5.000 jubelten für Sebastian Kurz. Unter dem Motto „Aufbruch“ startete Sebastian Kurz seinen NÖ-Wahlkampf im Regierungsviertel. „Ein Motivationsschub“, ist VP-Abgeordneter Fritz Ofenauer begeistert.

Von Maria Prchal. Erstellt am 13. September 2017 (03:46)
NOEN, privat
Bernhard Wiehalm, MarionGabler-Söllner, Peter Krammer, Hans Jörg Schelling, Markus Krempl-Spörk, Matthias Adl, Ulli Nesslinger und Florian Krumböck sind bekennende Fans von Sebastian Kurz.

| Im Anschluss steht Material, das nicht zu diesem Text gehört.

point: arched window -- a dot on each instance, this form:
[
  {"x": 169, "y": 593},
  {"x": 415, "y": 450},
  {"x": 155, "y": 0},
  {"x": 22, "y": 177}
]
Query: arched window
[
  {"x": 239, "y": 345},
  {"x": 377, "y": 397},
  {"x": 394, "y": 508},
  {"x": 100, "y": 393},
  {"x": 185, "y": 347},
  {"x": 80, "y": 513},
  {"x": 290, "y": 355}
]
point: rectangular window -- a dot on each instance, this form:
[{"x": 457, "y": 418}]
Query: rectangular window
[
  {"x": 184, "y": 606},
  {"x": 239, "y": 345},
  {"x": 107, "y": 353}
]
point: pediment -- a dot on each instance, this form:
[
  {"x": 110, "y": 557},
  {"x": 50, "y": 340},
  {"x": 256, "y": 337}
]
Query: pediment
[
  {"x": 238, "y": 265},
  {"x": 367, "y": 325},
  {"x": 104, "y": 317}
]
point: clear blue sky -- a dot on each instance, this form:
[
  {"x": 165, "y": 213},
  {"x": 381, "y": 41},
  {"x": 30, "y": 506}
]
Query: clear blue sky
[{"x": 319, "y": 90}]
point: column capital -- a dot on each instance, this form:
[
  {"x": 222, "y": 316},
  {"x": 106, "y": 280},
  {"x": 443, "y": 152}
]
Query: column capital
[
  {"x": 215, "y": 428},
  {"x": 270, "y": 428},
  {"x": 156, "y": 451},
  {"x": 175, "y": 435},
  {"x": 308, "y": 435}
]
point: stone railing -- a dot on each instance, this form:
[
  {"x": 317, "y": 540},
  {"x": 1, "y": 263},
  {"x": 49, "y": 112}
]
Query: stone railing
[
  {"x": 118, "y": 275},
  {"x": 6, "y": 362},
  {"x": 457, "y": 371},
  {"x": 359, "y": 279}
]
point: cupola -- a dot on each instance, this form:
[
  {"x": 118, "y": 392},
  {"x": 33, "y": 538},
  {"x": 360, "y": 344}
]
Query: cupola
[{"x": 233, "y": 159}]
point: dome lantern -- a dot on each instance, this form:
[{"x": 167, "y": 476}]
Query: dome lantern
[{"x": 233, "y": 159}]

Bei der St. Pöltner Gemeinderatswahl im Vorjahr rührte Sebastian Kurz noch kräftig die Werbetrommel für die Stadt-VP. Nun reiste er in eigener Sache in die Landeshauptstadt: Als Spitzenkandidat der VP eröffnete er im Regierungsviertel unter dem Thema „Aufbruch“ die Intensivphase des Nationalratswahlkampfs. Rund 5.000 Besucher aller Altersklassen – neben Bierwägen gab es Kinderprogramm wie eine Hüpfburg – feierten dort mit und für ihren Kandidaten.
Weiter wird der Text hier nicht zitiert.